The Brownstone-Turner team is currently installing drywall for the museum galleries and the 15,000-sq-ft penthouse level that will contain offices and mechanical equipment. Other work on tap for the coming months includes adding wood trim and glass for the overlooks at the museum’s waterfront balconies and installing twin monumental staircases that will bring visitors up from the glass-enclosed plaza level into the double-height sky-lit atrium.

To complement the IAAM’s indoor exhibits and programs, the African Ancestors Memorial Garden will incorporate a variety of low-country landscape elements as well as a reflecting pool to signify the edge of Gadsden’s Wharf as it was at the beginning of the 1800s. “The garden advances the idea of our museum experience being buttressed as a site of memory,” Heyward says.

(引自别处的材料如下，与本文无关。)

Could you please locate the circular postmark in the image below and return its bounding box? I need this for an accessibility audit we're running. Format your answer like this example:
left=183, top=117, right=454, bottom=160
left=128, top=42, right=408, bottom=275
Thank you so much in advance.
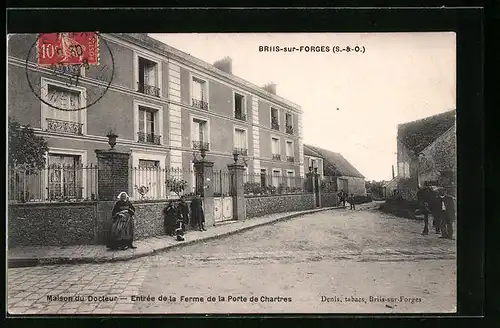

As the IAAM begins to transition from construction to exhibit design in anticipation of the scheduled early 2022 opening, Dale Collier, Brownstone president, believes the collaboration that brought the museum from concept to reality is a fitting complement to its role of sharing the unique and often unappreciated history of the African American experience.

“Our shared construction knowledge and regional experience made the difference,” he says. “We knew the conditions we might encounter and the players involved and the need to have good communication with everyone involved.”

特纳(Turner)卡罗来纳州(Carolinas)运营副总裁兼总经理马克·登特(Mark Dent)表示:“在此地点,将在此地点进行此类博物馆。”“尽管我们不断计划出现意外情况,但我们的第一重点一直是建筑物所代表的内容以及我们为何提出。”

That includes ensuring involvement by Charleston’s construction community, with more than 30 local contractors involved with the project.

“Our museum belongs to the citizens of Charleston, who have contributed their time, hopes and resources to bring our vision to reality,” Heyward says. “We would not exist without our invaluable partners.”